[I wrote this post in June but cannot access it from my control panel. It belongs in the Afghanistan category, so this is just an administrative repost. Original date, 2006.06.10]
Crediting the Senlis Council
In April I wrote suggesting that opium production in Afghanistan be legalized, instead of the current policy of trying unsucessfully to eradicate it by force. Earlier this week, in the Guardian, Simon Jenkins writing from Kabul, had a similar thought:
A faintly plausible intervention in southern Afghanistan might have the west buying the entire poppy crop for processing through legal channels (as in Turkey and India), thus undercutting the Taliban and the drug mafia.
I was relieved to find I wasn't the only one thinking along these lines and wondered if there had been others before us.
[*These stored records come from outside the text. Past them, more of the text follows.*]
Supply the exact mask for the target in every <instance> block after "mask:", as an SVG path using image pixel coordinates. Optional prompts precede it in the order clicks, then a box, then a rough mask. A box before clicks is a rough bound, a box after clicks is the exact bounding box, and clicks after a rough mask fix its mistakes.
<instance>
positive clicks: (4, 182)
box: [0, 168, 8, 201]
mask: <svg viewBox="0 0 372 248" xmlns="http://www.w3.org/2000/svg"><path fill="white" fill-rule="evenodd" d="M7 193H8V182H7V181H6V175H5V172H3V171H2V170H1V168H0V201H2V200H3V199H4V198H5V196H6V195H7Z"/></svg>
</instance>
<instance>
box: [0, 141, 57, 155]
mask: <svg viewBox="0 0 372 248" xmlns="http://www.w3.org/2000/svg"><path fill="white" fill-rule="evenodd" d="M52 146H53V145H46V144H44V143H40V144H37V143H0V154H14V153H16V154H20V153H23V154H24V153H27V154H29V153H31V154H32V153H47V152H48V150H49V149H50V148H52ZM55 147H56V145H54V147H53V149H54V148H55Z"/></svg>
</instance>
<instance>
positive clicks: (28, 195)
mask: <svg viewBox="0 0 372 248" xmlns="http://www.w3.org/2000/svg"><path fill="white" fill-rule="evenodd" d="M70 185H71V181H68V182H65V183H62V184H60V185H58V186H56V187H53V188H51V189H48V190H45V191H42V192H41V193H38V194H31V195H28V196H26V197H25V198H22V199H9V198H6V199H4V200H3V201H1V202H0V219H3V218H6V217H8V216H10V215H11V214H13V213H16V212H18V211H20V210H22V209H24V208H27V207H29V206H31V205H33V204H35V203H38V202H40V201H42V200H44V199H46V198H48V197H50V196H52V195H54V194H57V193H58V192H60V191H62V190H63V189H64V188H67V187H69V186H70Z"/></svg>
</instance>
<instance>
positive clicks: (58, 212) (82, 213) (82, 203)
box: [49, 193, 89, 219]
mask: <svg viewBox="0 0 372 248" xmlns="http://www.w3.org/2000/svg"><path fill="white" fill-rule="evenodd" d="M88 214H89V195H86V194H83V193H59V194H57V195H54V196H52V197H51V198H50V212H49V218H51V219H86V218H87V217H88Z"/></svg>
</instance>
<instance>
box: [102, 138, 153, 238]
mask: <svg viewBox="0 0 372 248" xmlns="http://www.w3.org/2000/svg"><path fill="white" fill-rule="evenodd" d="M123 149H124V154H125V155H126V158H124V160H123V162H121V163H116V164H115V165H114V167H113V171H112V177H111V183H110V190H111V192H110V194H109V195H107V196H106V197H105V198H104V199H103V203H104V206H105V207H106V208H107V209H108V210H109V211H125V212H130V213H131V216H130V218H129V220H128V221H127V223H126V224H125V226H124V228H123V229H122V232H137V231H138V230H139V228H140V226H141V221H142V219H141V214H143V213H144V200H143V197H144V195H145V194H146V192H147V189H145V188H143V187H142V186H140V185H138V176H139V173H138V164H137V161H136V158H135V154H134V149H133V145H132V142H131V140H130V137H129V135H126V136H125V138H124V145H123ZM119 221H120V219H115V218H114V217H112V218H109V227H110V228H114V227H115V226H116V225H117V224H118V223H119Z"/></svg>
There had.
I'm sure I must have read about the Senlis Council and its proposals in news reports at the end of last year. The BBC's John Simpson wrote about it in October '05:
This week, in Kabul, a French think-tank called the Senlis Council, which specialises in drug policy, is holding an international conference about the trade in opium and heroin. Afghanistan now produces something like 85% of the world's opium poppies, and most Afghan heroin ends up in Europe and the US. Since the overthrow of the Taleban the position has grown much worse.
The Senlis Council is making a proposal which is receiving guarded but positive responses from many different governments and organisations. It springs from a bit of lateral thinking by the Council's boss, earlier this year.
Someone pointed out that there was a worldwide shortage of opiate-derived painkillers, chiefly morphine and codeine. Suppose, it was suggested, the opiates which cause such trouble in the form of heroin were diverted to medical use instead?
The Senlis Council carried out a feasibility study with the help of several universities, and the idea stood up.
In March 2006, the Commons' Defence Committee released a report on the Afghanistan mission, after having taken evidence from, among others, the Senlis Council. Unfortunately, they rejected the idea, finding several obstacles to its implementation and judging it 'inappropriate'. Might I suggest that the problem lay less with the idea, which has so much to commend it, and more with it being contrary to the will of God the US?